Video Diffusion Systems

Video diffusion extends image diffusion from still images to moving sequences. Instead of generating one image, the model generates a sequence of frames that should remain visually coherent over time.

A video sample can be represented as a tensor:

$$ x_0 \in \mathbb{R}^{B \times C \times F \times H \times W} $$

where $B$ is batch size, $C$ is channels, $F$ is the number of frames, $H$ is height, and $W$ is width.

For example:

video = torch.randn(2, 3, 16, 256, 256)

This represents a batch of 2 videos, each with 3 color channels, 16 frames, and spatial resolution $256 \times 256$.

From Image Generation to Video Generation

Image diffusion models learn a distribution over images:

$$ p_\theta(x) $$

Video diffusion models learn a distribution over frame sequences:

$$ p_\theta(x_{1:F}) $$

where $x_{1:F}$ denotes all frames in the video.

The added difficulty is temporal coherence.
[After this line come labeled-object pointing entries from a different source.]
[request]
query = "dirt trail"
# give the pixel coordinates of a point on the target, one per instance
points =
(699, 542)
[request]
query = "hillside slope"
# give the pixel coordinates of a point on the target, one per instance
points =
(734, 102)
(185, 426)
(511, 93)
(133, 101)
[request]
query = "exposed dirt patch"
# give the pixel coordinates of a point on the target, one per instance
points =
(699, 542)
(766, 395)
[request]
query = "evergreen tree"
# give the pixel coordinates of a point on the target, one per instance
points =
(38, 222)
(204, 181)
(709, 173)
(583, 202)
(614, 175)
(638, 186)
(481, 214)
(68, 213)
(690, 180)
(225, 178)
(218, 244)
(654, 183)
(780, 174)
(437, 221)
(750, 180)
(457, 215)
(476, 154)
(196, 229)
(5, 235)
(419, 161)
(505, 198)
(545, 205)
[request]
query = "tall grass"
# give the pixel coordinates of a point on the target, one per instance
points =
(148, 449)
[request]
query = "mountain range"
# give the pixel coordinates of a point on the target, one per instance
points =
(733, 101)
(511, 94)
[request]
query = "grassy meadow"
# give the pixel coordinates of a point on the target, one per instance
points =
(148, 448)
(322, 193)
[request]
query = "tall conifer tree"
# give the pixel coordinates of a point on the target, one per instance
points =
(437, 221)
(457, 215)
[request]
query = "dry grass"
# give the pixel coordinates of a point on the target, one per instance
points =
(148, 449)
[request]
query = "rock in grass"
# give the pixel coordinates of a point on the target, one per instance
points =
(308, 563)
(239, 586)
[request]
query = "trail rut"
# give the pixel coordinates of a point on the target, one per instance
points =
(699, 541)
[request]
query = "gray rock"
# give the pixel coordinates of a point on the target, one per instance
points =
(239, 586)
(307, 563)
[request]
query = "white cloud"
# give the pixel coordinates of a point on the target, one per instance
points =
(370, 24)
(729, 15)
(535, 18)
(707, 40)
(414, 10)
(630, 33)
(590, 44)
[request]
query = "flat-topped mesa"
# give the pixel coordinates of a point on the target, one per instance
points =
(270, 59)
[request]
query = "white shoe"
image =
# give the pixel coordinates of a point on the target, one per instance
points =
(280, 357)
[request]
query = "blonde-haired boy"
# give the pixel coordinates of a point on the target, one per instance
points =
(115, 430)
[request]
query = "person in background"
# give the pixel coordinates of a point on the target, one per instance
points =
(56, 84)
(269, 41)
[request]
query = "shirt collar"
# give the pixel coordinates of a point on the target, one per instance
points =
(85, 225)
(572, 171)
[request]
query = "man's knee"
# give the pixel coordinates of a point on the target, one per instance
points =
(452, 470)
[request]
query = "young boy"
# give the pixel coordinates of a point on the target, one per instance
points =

A good video model must satisfy both spatial and temporal constraints.

Requirement	Meaning
Spatial quality	Each frame should look realistic
Temporal coherence	Objects should remain consistent across frames
Motion realism	Movement should follow plausible dynamics
Long-range consistency	Scene identity should persist over time
Prompt alignment	Video should match the text or conditioning input

A model that generates good individual frames may still fail as a video model if objects flicker, identities change, or motion appears unstable.

Forward Diffusion for Video

The forward diffusion process is the same as image diffusion, but applied to video tensors.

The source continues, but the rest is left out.